Der Kläger des ersten Verfahrens, ein irakischer Staatsangehöriger
kurdischer Volkszugehörigkeit lebte bereits seit sechs Jahren in der
Bundesrepublik. Sein Asylverfahren war zwar erfolglos geblieben, sein
Aufenthalt wurde jedoch geduldet. Er erhielt bereits Analogleistungen
nach § 2 AsylbLG, als ihm nach Anhebung der Vorbezugsdauer durch das
Richtlinienumsetzungsgesetz (BGBl I 2007, 1970) erneut Grundleistungen
bewilligt wurden.
Die siebenjährige Klägerin des zweiten
Verfahrens ist in Deutschland geboren. Ihre Mutter war aus Liberia
eingereist. Im verfahrensgegenständlichen Zeitraum war die Klägerin im
Besitz einer Aufenthaltserlaubnis. Mittlerweile ist sie deutsche
Staatsangehörige. Der Klägerin wurden ab Januar 2007 Grundleistungen
nach § 3 AsylbLG bewilligt, da ihre Mutter den Lebensunterhalt bis dahin
größtenteils aus Erwerbstätigkeit bestritten hatte und damit die
Vorbezugszeit nicht erfüllte.
In beiden Fällen blieben
Widerspruch und Klage ohne Erfolg. In den Berufungsverfahren setzte das
LSG Essen die Verfahren aus und legte dem BVerfG die Frage zur
Entscheidung vor, ob § 3 Abs. 2 Satz 2 Nr. 1 und Abs. 2 Satz 3 i.V.m.

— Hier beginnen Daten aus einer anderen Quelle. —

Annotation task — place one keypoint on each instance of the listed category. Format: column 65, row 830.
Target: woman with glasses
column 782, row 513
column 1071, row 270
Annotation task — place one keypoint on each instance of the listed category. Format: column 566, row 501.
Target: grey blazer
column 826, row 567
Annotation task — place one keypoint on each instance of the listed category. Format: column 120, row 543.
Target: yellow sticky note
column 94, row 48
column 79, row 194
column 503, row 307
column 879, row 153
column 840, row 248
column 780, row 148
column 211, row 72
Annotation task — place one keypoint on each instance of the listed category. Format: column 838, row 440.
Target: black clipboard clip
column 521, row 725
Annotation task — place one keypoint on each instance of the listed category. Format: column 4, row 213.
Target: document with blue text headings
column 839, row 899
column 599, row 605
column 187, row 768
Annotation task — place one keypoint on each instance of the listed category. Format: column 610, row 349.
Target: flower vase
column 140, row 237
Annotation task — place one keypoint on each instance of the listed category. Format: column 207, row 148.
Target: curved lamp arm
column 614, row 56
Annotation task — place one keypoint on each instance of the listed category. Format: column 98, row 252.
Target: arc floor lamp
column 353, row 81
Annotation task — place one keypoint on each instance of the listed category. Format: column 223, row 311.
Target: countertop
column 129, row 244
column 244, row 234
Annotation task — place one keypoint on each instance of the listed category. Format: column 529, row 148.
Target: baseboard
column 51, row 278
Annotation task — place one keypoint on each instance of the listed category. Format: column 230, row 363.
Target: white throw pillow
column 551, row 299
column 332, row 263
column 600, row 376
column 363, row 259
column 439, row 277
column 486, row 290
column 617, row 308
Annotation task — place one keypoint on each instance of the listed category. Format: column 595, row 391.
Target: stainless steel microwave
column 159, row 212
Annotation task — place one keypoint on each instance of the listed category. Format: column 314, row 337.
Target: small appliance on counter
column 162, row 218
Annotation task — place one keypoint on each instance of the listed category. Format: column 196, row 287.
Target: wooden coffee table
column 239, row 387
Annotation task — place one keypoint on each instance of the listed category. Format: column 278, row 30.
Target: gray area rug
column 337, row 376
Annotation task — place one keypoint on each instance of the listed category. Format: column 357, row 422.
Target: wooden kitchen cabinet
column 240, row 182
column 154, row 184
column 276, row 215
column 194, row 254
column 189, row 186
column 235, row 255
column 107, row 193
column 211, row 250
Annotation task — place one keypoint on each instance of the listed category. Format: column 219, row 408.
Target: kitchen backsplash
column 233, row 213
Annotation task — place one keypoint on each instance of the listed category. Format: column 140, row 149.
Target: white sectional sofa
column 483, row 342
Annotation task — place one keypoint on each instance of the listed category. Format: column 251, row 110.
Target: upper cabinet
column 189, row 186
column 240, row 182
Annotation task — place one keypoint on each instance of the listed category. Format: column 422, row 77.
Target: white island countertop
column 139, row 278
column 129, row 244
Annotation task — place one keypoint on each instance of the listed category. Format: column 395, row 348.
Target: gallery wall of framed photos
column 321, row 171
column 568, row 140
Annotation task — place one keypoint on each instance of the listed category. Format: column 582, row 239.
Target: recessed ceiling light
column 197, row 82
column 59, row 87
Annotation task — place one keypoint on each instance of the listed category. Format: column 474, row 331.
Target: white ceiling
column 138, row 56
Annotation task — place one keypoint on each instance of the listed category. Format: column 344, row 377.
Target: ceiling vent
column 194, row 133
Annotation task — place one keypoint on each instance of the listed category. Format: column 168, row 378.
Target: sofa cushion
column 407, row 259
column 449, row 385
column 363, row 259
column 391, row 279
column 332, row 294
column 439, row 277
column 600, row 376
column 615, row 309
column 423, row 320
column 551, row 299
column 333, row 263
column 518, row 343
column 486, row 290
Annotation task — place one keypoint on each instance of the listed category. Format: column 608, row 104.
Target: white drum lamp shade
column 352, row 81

Abs. 1 Satz 4 Nr. 2 AsylbLG sowie § 3 Abs. 2 Satz 2 Nr. 2 und Nr. 3
i.V.m. Abs. 1 Satz 4 Nr. 1 AsylbLG mit dem Grundgesetz vereinbar sind.
Wie nach seiner Entscheidung zu den Regelleistungen des SGB II
(BVerfG, Urt. v. 09.02.2010 - 1 BvL 1/09) vielfach erwartet worden war,
hat das BVerfG entschieden, dass die zur Überprüfung gestellten
Vorschriften des Asylbewerberleistungsgesetzes nicht den Vorgaben aus
dem Grundrecht auf Gewährleistung eines menschenwürdigen
Existenzminimums genügen. Das BVerfG stellte zunächst klar, dass das
Grundrecht aus Art. 1 Abs. 1 GG i.V.m. Art. 20 Abs. 1 GG ein
Menschenrecht ist, welches deutschen und ausländischen
Staatsangehörigen, die sich in der Bundesrepublik Deutschland aufhalten,
gleichermaßen zusteht und durch migrationspolitische Gründe nicht
relativiert werden kann. Das Grundrecht auf Gewährleistung eines
menschenwürdigen Existenzminimums werde durch die zur Überprüfung
gestellten Vorschriften verletzt, weil die darin normierten Leistungen
jedenfalls evident unzureichend seien (1.). Es fehle aber auch an einem
folgerichtigen, transparenten und sachgerechten Verfahren zur Ermittlung
des individuellen Leistungsumfangs (2.).
1. Obwohl das
Preisniveau in Deutschland seit Inkrafttreten des
Asylbewerberleistungsgesetzes um mehr als 30% gestiegen sei, habe der
Gesetzgeber die Höhe der Leistungen nie angepasst. So hätten die
Grundleistungen nach dem Asylbewerberleistungsgesetz im Januar 2012 rund
35% unter denen des allgemeinen Fürsorgerechts gelegen. Die evident
unzureichende Höhe der Leistungen lasse sich auch nicht durch die
Ermessensvorschrift des § 6 AsylbLG kompensieren, der eine ausnahmsweise
Leistungsgewährung in atypischen Fällen vorsieht.
2. Darüber
hinaus seien die Leistungen auch nicht realitätsgerecht und begründbar
bemessen. Zwar sei es dem Gesetzgeber nicht verwehrt, bei der Festlegung
des Existenzminimums zwischen verschiedenen Personengruppen zu
differenzieren. Eine Ermittlung der tatsächlichen Bedarfe der nach dem
Asylbewerberleistungsgesetz Berechtigten habe aber nie stattgefunden.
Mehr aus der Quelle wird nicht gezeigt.